Anchovy Butter. Time—½ hour.
6 large anchovies, 1 hard boiled egg, 2 oz. butter, a little pepper.
Pound all together and pass through a sieve.
Savoury Cod. Time—½ hour.
1 or more lbs. of fresh cod, 1 tablespoonful vinegar, 1 dessertspoonful flour, 1 teaspoonful chopped parsley, ½ teaspoonful salt, ¼ teaspoonful pepper, 1 oz. butter, 1 egg.
Clean the fish and dry it, then cut it into nice sized pieces. Boil as directed (page 10), then cover and keep hot. Put the flour into a basin, and add pepper, salt, and butter (melted); mix well, and make into a paste with the vinegar. Stir this into ½ pint of the liquor in which the fish has been boiled, and cook 3 minutes, stirring continually. While this sauce cools beat up an egg; then stir it carefully into the sauce, add the chopped parsley, and pour it over the fish. If preferred the egg may be boiled hard and chopped.
Baked Haddock. Time—¾ hour.
1 haddock, 2 tablespoonfuls bread crumbs, 1 dessertspoonful chopped parsley, 1 teaspoonful chopped herbs, 1 egg (well beaten); 2 oz. butter or 1 tablespoonful oil; pepper and salt to taste.
Wash and dry the fish well. Mix nearly all the bread crumbs with the herbs, parsley, pepper, salt, half the egg, and ½ oz. of butter. Stuff the stomach of the fish with this mixture, and sew or skewer it up. Egg and bread-crumb the fish, place it on a greased tin in the shape of an S, with the oil and pieces of butter; bake for half-an-hour, basting it frequently. Take out the cotton with which the fish was sewn before serving.

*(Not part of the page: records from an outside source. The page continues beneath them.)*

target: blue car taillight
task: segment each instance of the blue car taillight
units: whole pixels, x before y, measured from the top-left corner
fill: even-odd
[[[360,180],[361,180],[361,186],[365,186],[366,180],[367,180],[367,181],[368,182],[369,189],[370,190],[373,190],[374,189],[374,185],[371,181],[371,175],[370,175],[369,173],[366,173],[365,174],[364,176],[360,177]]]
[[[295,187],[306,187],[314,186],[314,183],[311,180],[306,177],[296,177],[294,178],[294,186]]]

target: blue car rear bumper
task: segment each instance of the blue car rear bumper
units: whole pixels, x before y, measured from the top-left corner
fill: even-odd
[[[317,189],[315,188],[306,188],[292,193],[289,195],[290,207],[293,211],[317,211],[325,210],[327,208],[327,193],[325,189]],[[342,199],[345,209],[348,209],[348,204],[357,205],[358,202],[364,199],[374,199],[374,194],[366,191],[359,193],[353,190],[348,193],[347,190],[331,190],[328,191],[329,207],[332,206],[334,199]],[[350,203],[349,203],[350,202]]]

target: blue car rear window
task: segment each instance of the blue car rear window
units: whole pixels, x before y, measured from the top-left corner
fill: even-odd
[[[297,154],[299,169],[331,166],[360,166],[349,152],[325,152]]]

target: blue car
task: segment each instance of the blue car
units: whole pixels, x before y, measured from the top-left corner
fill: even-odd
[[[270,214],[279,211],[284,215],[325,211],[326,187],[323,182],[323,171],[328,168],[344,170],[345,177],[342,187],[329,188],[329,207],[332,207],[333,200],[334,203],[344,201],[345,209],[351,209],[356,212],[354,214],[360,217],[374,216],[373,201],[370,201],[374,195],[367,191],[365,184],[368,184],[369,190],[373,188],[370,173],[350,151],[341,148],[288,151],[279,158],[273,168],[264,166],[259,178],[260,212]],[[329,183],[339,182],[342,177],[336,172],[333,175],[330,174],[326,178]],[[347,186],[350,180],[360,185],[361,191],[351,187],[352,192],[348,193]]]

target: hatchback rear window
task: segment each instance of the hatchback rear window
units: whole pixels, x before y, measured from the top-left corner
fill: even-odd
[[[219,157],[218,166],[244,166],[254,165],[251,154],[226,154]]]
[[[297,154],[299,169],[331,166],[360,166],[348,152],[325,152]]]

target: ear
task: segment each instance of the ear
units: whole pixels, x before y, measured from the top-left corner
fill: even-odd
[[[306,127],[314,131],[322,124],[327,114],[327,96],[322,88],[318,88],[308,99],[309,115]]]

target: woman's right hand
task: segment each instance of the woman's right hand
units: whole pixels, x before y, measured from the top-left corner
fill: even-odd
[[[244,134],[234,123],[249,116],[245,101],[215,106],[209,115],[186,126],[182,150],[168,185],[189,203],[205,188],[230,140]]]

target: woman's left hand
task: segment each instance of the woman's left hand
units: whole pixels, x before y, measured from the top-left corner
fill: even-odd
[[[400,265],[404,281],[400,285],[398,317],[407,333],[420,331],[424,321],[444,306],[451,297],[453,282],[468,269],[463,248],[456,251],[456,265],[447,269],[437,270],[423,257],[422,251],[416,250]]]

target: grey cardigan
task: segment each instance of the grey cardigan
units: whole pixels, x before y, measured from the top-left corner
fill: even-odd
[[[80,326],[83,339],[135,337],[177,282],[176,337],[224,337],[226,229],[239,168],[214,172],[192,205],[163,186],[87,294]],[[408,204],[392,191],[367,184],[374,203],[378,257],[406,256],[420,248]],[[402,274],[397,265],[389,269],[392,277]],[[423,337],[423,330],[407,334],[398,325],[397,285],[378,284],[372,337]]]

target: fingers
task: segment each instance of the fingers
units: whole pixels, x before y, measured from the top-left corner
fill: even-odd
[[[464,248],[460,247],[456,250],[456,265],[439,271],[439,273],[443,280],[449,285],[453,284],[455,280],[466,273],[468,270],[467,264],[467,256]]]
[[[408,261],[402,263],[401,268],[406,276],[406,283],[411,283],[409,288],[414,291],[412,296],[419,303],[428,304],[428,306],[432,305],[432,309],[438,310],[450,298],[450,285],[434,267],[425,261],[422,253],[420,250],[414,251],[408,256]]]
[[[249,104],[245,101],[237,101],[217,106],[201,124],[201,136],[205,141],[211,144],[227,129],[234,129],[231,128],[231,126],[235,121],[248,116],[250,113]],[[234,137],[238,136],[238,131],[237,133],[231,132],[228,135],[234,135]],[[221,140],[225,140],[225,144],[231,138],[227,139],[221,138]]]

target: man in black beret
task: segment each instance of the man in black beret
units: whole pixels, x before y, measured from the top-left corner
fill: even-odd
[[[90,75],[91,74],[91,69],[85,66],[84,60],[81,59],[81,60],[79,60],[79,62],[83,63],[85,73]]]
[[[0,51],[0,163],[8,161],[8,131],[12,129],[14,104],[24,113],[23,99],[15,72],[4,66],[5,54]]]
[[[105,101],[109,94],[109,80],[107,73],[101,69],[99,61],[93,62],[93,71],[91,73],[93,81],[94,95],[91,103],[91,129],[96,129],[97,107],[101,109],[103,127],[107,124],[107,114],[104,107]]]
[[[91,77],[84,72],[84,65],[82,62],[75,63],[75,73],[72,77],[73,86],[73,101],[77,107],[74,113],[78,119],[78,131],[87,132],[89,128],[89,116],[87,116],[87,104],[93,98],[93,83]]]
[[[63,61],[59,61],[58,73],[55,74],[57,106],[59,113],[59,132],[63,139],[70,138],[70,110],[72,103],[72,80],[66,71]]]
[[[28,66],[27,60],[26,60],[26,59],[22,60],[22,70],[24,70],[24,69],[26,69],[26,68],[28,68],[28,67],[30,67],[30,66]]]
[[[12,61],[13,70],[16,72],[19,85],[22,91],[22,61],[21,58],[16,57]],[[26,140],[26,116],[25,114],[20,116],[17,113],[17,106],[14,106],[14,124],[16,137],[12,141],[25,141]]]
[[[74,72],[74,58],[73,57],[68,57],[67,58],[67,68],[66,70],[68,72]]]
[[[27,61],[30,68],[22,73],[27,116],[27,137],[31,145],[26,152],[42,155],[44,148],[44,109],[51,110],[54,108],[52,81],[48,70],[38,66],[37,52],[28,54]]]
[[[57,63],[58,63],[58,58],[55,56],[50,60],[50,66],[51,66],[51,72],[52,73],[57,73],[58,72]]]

Dried Haddock. Time—20 minutes.
Place the dried haddock in a frying-pan and cover with cold water. Bring to the boil, then take out the haddock, place it on a dish in the oven, with bits of butter over it, for 5 minutes, and then serve.
Baked Plaice and Tomatoes. Time—¾ hour.
1 plaice, 1 onion, 4 tomatoes, 2 tablespoonfuls oil, 1 lb. potatoes, pepper and salt to taste, the juice of a lemon, chopped parsley.